In summary, a novel porous boron doped diamond electrode modified by the biocompatible Nafion membrane was first developed to selectively detect DA in human serum and excess AA. The response current of DA was enhanced significantly by the higher surface area of the pBDD electrode due to its nanoporous structure. The elimination of the EC′ effect (interference from AA) was realized by the Nafion’s suppression to AA due to its special ionic properties. High sensitivity, low limit of detection and sufficient linear range for detecting DA independently have been achieved at the optimized NAF/pBDD electrode. And this special electrode is facilely prepared, carbon based and biocompatible with a relatively low cost.

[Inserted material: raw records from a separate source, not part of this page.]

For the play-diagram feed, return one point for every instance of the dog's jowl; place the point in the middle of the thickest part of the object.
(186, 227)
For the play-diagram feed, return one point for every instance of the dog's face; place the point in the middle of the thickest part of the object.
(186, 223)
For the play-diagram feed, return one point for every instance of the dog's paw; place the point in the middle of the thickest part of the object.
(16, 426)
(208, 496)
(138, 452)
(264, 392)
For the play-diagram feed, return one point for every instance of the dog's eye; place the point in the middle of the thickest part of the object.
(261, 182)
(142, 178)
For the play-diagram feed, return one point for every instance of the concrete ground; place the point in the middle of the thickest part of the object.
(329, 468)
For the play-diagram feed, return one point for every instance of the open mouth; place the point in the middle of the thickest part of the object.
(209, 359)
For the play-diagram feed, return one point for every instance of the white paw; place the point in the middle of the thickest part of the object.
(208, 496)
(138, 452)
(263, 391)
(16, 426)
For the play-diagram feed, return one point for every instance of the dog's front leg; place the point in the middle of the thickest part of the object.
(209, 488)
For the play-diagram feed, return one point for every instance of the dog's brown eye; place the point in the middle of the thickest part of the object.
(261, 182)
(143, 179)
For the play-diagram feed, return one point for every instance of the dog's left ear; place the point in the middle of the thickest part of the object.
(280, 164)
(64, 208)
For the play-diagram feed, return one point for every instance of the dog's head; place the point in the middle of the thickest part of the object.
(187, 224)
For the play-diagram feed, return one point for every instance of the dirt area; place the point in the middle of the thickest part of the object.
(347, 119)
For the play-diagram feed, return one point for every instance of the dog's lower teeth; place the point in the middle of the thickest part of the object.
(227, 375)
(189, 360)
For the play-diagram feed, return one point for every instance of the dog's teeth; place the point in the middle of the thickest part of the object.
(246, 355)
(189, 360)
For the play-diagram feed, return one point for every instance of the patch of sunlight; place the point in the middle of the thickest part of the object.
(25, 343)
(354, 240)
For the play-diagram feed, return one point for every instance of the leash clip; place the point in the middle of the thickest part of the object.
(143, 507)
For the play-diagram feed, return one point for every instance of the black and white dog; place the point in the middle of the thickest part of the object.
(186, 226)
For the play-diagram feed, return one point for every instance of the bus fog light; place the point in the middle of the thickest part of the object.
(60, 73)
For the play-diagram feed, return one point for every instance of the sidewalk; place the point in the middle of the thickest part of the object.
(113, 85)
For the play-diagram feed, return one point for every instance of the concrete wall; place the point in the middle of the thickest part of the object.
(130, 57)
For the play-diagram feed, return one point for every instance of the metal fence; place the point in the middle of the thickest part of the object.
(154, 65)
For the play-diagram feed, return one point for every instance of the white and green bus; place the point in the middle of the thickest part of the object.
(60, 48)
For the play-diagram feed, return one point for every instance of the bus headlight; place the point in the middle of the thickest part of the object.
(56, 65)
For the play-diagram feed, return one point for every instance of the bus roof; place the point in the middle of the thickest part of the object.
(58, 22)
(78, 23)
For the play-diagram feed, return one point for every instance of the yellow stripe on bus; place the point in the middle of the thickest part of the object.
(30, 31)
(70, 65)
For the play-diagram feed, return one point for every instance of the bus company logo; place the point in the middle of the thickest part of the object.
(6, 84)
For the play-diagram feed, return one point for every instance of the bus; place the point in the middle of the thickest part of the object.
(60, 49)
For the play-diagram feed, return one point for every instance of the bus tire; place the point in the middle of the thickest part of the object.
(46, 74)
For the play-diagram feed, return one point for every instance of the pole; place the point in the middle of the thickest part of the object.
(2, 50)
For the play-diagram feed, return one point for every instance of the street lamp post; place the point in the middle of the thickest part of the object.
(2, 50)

Additionally, reproducibility of this NAF/pBDD electrode in human serum and excess main interferents (ascorbic acid) was validated, showing good reproducibility and anti-interference ability. The biocompatibility, antifouling property and long-term functionality of the NAF/pBDD electrode show potential for a real application and could bring a new inspiration for biosensors design.